Here are some starting points for boosting / cutting frequencies in the mastering process:
1) 20-140Hz – Sub frequencies: Deep bass sound. (Also referred to as the “oomph” bass sound)
2) 140-400Hz – Mid-low: Frequencies that compliment the sub frequencies, altering these frequencies the right way will give the track a tight low end. Boosting this area too much and the track will sound muddy / boxy, too little and the track will sound thin / hollow.
3) 400-2500Hz – Mid frequencies: Boxy sounding frequencies (400-600Hz), nasal sounding frequencies (600-1000Hz), bright sounding frequencies (1000-2500Hz)
4) 2500-5500Hz – High Mid Frequencies: Right amount will sound nice and clear, too much will sound harsh, too little will sound muffled / muted.
5) 5500-20.000Hz – High Frequencies, audible at slight changes (5500-12.000Hz). very subtle audibility at slight changes (12.000-20.000Hz).
Note: These are just starting points, make sure you listen to the impact the eq settings have on the mix and adjust the settings to the needs of the mix.
A compressor is used to reduce the dynamic range of a signal, however in mastering there are more purposes for a compressor, for example making the mix sound fuller / fatter or punchier. Compression also helps making the mix louder, using gentle compression means the limiter won’t be hit as hard as without the compression, resulting in more natural sounding masters without a crushed or distorted sound.

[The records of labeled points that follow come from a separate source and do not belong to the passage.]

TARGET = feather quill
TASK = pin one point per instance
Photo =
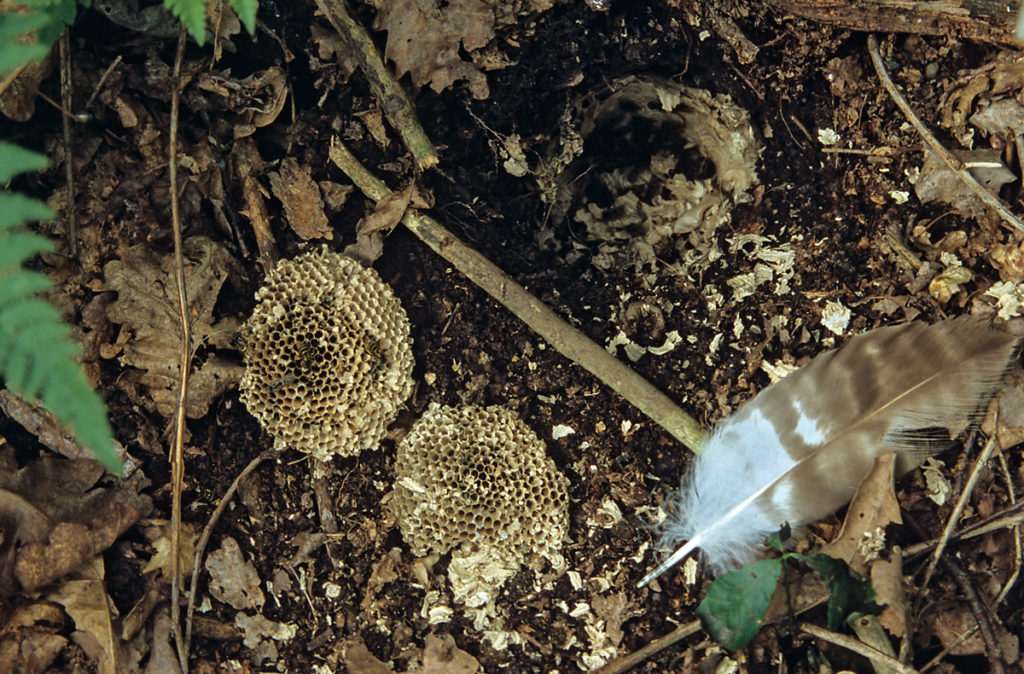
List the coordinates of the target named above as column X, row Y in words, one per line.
column 797, row 451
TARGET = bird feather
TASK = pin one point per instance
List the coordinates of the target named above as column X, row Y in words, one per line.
column 797, row 451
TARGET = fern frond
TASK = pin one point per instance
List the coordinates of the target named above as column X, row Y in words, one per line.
column 38, row 355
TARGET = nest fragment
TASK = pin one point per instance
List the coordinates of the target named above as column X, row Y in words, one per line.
column 328, row 355
column 478, row 475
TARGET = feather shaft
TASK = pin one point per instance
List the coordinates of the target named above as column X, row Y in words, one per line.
column 798, row 450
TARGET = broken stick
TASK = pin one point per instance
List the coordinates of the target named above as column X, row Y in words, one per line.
column 564, row 338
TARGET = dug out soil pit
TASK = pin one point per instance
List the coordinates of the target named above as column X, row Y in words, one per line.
column 829, row 240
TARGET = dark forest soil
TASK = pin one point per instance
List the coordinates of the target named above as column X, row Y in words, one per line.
column 834, row 210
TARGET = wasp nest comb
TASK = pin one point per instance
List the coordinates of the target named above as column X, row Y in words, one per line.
column 478, row 475
column 329, row 357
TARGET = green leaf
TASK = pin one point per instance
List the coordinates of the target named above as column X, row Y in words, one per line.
column 246, row 9
column 193, row 14
column 13, row 52
column 848, row 591
column 16, row 160
column 736, row 602
column 19, row 285
column 17, row 246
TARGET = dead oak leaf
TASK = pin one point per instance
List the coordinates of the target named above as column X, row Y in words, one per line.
column 423, row 39
column 293, row 185
column 873, row 507
column 232, row 579
column 147, row 303
column 440, row 656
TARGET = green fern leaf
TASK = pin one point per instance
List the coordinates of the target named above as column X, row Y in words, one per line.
column 246, row 9
column 193, row 14
column 15, row 209
column 17, row 160
column 17, row 285
column 37, row 353
column 12, row 28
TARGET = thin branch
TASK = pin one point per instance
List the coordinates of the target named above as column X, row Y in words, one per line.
column 208, row 531
column 389, row 93
column 564, row 338
column 954, row 164
column 856, row 646
column 957, row 510
column 66, row 96
column 176, row 458
column 629, row 662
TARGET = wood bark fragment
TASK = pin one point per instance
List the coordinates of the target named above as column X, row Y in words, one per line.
column 976, row 19
column 564, row 338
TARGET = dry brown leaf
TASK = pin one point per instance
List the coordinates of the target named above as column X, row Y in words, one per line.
column 887, row 581
column 18, row 89
column 257, row 99
column 70, row 544
column 440, row 656
column 48, row 499
column 335, row 195
column 261, row 634
column 29, row 642
column 951, row 623
column 248, row 163
column 232, row 579
column 424, row 40
column 358, row 659
column 41, row 423
column 370, row 234
column 873, row 507
column 294, row 187
column 147, row 303
column 85, row 599
column 162, row 657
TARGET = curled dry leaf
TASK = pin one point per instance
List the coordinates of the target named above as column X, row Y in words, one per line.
column 261, row 634
column 30, row 641
column 147, row 303
column 232, row 579
column 85, row 599
column 371, row 232
column 873, row 507
column 426, row 41
column 440, row 656
column 55, row 517
column 294, row 186
column 256, row 99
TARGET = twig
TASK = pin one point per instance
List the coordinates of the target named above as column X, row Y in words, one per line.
column 66, row 95
column 208, row 531
column 392, row 97
column 637, row 657
column 856, row 646
column 954, row 515
column 978, row 608
column 982, row 614
column 102, row 80
column 1017, row 533
column 1012, row 516
column 176, row 459
column 564, row 338
column 954, row 164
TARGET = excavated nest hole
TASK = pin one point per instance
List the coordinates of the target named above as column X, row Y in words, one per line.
column 650, row 166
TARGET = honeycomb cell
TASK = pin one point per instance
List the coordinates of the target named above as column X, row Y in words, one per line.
column 328, row 354
column 478, row 475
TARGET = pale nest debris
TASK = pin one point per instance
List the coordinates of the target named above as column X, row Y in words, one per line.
column 478, row 475
column 329, row 356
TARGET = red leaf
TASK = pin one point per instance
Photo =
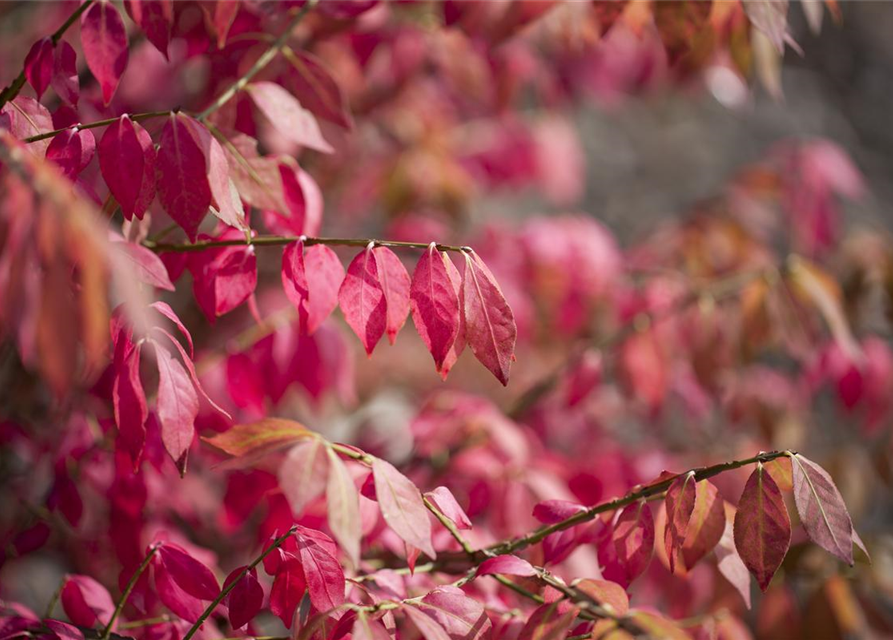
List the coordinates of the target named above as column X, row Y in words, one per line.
column 177, row 407
column 362, row 299
column 633, row 538
column 680, row 503
column 65, row 73
column 127, row 160
column 131, row 411
column 507, row 565
column 104, row 39
column 324, row 277
column 155, row 18
column 39, row 65
column 762, row 528
column 183, row 186
column 323, row 573
column 287, row 115
column 315, row 88
column 86, row 602
column 434, row 304
column 402, row 506
column 303, row 473
column 706, row 525
column 489, row 323
column 189, row 574
column 344, row 507
column 246, row 598
column 446, row 503
column 288, row 589
column 147, row 266
column 72, row 150
column 822, row 510
column 395, row 284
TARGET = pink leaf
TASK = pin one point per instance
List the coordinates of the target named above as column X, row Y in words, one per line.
column 344, row 507
column 324, row 277
column 822, row 510
column 489, row 323
column 183, row 186
column 177, row 407
column 104, row 39
column 245, row 599
column 127, row 160
column 303, row 473
column 72, row 150
column 147, row 266
column 189, row 574
column 395, row 284
column 65, row 73
column 434, row 304
column 287, row 115
column 762, row 527
column 402, row 506
column 446, row 503
column 680, row 503
column 39, row 65
column 633, row 537
column 507, row 565
column 324, row 576
column 86, row 602
column 362, row 299
column 155, row 18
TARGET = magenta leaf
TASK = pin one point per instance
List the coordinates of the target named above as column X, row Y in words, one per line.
column 287, row 115
column 39, row 65
column 86, row 602
column 155, row 18
column 762, row 527
column 680, row 504
column 245, row 599
column 127, row 160
column 324, row 277
column 362, row 299
column 177, row 407
column 633, row 538
column 508, row 565
column 402, row 506
column 395, row 284
column 489, row 323
column 822, row 510
column 434, row 304
column 72, row 150
column 65, row 73
column 104, row 39
column 446, row 503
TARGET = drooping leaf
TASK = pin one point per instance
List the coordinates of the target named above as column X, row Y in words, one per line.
column 434, row 304
column 344, row 507
column 489, row 323
column 104, row 39
column 39, row 65
column 127, row 160
column 395, row 285
column 680, row 504
column 402, row 506
column 822, row 510
column 362, row 299
column 287, row 115
column 633, row 537
column 508, row 565
column 762, row 527
column 303, row 473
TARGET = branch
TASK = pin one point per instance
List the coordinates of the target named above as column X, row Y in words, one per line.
column 267, row 241
column 16, row 85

Keep in mind when compressing during a mastering session that slower attack & release times will cause less audible compression, slower settings will make a track punchier too. Fast settings tend to reduce transients “the punch”.

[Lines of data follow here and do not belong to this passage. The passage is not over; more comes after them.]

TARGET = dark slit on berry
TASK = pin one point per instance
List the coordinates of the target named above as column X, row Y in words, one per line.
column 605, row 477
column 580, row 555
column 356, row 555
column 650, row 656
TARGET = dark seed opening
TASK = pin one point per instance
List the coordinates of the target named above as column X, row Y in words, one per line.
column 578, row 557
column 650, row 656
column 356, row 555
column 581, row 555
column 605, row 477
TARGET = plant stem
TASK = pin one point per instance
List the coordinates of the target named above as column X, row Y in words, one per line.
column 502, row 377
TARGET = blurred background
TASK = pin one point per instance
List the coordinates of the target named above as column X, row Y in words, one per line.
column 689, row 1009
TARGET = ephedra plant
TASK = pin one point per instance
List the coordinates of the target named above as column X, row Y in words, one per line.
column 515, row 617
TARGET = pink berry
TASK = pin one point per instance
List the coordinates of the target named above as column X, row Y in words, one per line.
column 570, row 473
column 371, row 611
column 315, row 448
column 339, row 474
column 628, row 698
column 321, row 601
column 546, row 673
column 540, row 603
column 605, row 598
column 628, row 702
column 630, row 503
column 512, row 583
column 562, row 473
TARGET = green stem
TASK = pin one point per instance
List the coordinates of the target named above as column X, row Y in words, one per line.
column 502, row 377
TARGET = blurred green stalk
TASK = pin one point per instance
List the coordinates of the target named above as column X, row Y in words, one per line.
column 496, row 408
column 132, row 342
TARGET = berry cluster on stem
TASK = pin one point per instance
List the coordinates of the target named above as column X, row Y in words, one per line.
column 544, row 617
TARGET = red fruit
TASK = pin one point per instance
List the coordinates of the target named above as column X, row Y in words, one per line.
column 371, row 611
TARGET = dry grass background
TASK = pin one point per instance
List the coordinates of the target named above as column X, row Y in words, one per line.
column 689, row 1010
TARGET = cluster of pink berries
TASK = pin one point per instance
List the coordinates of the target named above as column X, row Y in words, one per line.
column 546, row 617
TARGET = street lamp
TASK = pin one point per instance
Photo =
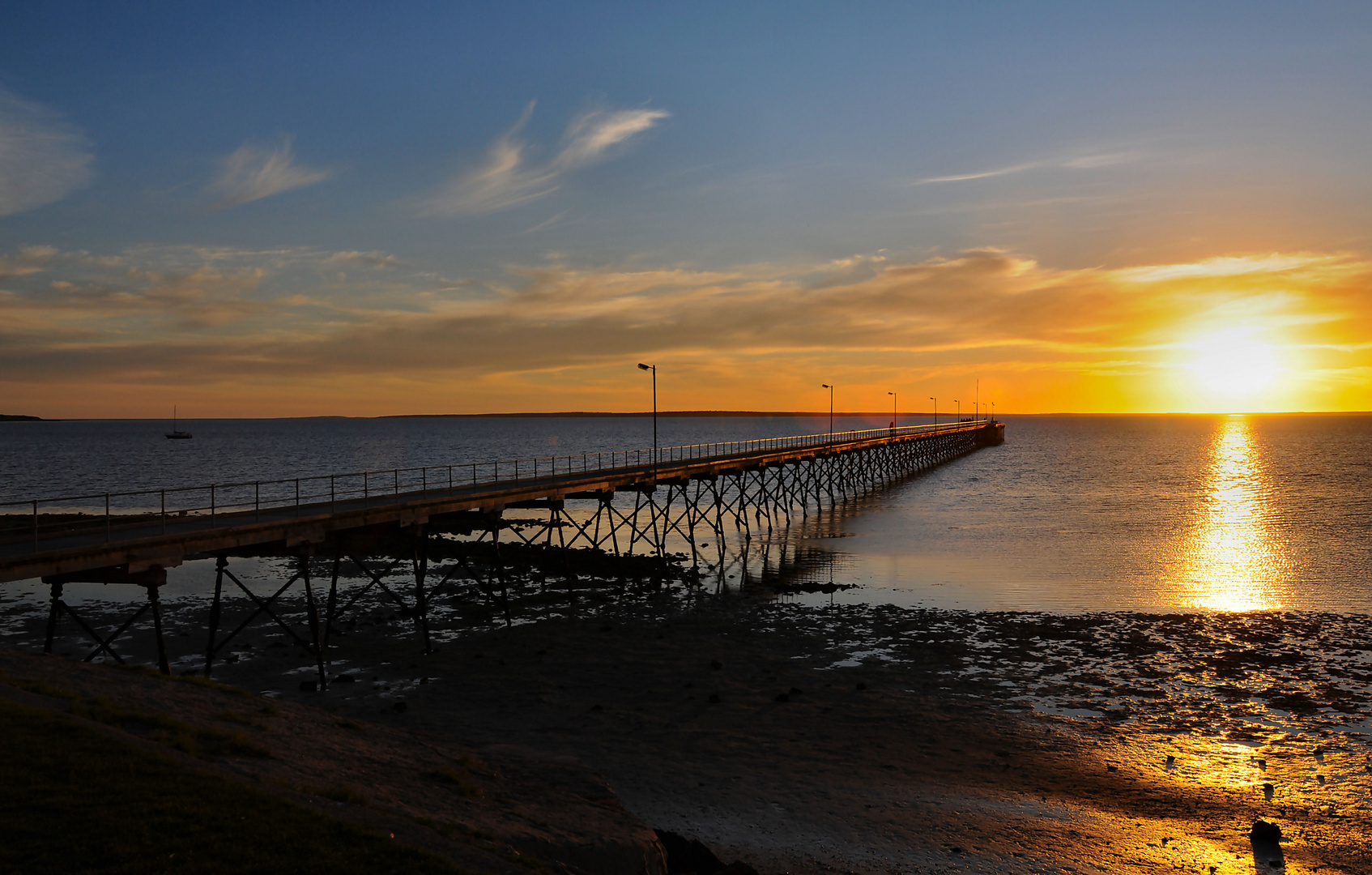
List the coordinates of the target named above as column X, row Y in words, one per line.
column 654, row 368
column 824, row 386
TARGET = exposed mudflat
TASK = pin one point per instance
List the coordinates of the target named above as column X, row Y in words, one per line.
column 881, row 740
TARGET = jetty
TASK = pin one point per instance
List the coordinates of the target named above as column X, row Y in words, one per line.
column 637, row 502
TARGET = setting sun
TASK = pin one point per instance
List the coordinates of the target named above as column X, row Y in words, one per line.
column 1235, row 364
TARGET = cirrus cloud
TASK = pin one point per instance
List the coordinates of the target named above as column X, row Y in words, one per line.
column 43, row 158
column 508, row 178
column 251, row 173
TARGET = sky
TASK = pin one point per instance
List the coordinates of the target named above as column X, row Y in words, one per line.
column 345, row 209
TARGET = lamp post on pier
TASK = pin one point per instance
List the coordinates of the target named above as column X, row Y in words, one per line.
column 654, row 368
column 824, row 386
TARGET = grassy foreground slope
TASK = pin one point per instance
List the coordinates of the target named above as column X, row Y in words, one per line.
column 76, row 800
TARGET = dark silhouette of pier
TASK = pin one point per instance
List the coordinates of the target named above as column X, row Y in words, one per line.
column 641, row 502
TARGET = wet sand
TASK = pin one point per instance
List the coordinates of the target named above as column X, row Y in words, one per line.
column 879, row 740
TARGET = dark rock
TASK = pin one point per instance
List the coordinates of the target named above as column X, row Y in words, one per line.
column 1264, row 831
column 688, row 855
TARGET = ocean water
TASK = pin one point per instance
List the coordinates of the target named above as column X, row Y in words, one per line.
column 1160, row 513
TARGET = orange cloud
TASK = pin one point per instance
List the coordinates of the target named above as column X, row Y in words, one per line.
column 290, row 336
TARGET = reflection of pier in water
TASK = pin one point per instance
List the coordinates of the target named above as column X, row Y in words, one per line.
column 703, row 514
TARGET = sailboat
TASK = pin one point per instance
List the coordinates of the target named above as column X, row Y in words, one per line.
column 177, row 433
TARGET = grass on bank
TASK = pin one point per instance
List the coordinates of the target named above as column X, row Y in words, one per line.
column 77, row 801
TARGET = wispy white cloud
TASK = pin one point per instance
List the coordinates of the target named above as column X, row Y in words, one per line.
column 43, row 158
column 1080, row 162
column 251, row 173
column 506, row 178
column 984, row 174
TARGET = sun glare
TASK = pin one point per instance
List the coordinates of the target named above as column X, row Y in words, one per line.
column 1233, row 560
column 1235, row 364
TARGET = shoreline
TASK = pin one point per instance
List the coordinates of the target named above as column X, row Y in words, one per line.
column 897, row 775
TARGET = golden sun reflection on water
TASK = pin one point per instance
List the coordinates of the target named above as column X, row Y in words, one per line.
column 1231, row 560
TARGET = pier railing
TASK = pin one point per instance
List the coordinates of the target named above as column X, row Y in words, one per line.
column 49, row 519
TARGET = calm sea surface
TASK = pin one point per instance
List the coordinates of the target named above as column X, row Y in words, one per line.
column 1072, row 513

2-3Db’s of compression at a ratio of 2:1 is usually a good starting point, but of course every track is different and you’ll have to listen to what the compression does to your signal, and adjust the settings to the needs of the mix.
A limiter is basically a fast compressor, which doesn’t allow a signal to pass a certain threshold. There is always a brick wall limiter involved when mastering a track in order to increase the perceived level of a track. This means that the track will not actually be louder, but it will sound louder to the human ear. Though it sounds easy and straight forward there is a catch, limiting can introduce distortion and other unwanted side effects.
A well equalized & compressed mix can easily handle 2-3Db’s of gain reduction by a limiter, but you’re going to have to listen to the effect every component in your mastering chain has on the mix, and I’ll say it again, adjust the settings to the needs of the mix.
At the end of the day the quality of the master depends on the quality of the mix, a better mix is a better master. And remember, you can’t polish a turd! If there is a possibility to go back to the mixing session to improve the mix you might have to do that if needed, it will benefit the master greatly.